Is Ash Or Oak Better For Furniture?

Oak is better for decorative and high-visibility furniture because of its aesthetic grain pattern. Ash is better for furniture that is meant to carry heavy weight or be used regularly since it can resist impact and persevere despite regular use.

An image of an oak wood furniture
An image of a table made from oak wood.

Ash vs. Oak Flooring – Is Oak Or Ash Better For Flooring?

Ash flooring lasts longer than oak flooring because of Ash’s ability to tolerate impact. Since both Oak and Ash have comparable hardness, the overall wood selection doesn’t impact flooring function.

You can choose Oak or Ash for wood flooring and have a functional floor. The choice, then, has to be about the longevity of the flooring and its appearance.

wood flooring

If you use Oakwood for your flooring, you might need to take extra measures to make it last longer. This can include using a carpet or implementing an indoor slippers policy. I must mention that this borders on being too cautious.

Oakwood floors are pretty strong and pretty common. They can survive standard use and can wear out quickly if used as a running track by pre-teens with chunky sneakers.

If you use Ash, you can be less stressed about maintaining the floors because there’s a slight bounce to the wood that keeps it from incurring structural damage under heavy feet.

With the structural durability covered, the only relevant differentiator that’s left is the appearance. Since people have different tastes, it would be unfair for me to declare one wood as better for all types of floors. Here are my recommendations for Ash and Oak when trying to achieve different aesthetics.

  • Choose Ash for a natural-looking floor with a lighter hue.
  • Choose white oak for a floor with less obvious grain and wider compatibility with all types of interior items and themes.
  • Choose red oak for a more traditional-looking floor with a warm hue and a conventional aesthetic. It goes well with prestige furniture.

The natural appearance of the wood is a great starting point. You can also use finished wood to look better and be more durable. Different types of wood are elevated to different extents after finishing.

Which Wood Finishes Better – Ash Or Oak?

Ash finishes better than Oak since Oak’s tannin content can react with oils and change the appearance of the finish. Ash lets the finish alter its hue as intended. It stains well too, which is why it can be considered more malleable in appearance.

Applying wood stain

Let’s suppose that you like Ash’s qualities but just don’t like how it looks. As long as you don’t mind having a stained wood floor or furniture, you can use stain to make Ash appear the way you want it to appear.

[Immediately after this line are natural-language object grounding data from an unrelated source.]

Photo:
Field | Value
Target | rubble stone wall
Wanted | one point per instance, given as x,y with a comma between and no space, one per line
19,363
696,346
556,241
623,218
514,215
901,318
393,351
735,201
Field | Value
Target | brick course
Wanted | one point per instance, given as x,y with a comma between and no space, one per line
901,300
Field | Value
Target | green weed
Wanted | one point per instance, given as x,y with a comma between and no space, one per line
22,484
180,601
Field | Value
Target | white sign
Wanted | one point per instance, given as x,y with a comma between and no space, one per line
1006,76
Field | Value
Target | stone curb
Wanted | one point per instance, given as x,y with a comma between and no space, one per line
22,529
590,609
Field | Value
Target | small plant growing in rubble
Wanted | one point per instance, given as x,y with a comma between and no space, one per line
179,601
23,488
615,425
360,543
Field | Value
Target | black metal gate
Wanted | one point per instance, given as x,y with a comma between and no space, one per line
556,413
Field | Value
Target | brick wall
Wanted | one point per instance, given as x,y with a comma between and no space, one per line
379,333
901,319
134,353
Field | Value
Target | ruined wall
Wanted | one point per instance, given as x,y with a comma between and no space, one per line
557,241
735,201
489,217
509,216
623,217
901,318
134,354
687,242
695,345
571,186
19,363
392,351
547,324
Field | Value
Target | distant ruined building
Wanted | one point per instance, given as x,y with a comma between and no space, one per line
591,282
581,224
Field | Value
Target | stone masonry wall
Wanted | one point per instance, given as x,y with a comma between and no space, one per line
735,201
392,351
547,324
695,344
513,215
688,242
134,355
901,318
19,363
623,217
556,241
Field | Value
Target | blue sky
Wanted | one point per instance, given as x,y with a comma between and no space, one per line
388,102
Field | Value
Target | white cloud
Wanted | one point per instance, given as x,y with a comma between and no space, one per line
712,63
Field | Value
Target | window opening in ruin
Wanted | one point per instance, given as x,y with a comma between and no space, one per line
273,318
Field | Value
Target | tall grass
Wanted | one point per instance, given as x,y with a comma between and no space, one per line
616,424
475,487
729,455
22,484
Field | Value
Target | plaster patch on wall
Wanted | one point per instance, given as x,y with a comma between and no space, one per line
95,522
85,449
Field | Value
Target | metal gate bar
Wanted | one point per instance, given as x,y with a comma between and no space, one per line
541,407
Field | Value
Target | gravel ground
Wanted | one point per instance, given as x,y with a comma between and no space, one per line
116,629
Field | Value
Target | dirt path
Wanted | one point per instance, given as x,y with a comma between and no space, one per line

Oil finishes can introduce warmth to Ash wood, while the grain of the wood can still remain visible if the coat isn’t opaque. Oakwood can be stained and finished, but you need to sand it, so its pores open up.

Final Thoughts

I have chosen Ash over Oak over and over again. But my needs and preferences aren’t yours, so let’s conclude this with the facts: Ash takes impact better than Oak and it is generally harder and cheaper than Oak as well.

Oak, on the other hand, looks better in a wide range of settings, which is why it is often used in furniture.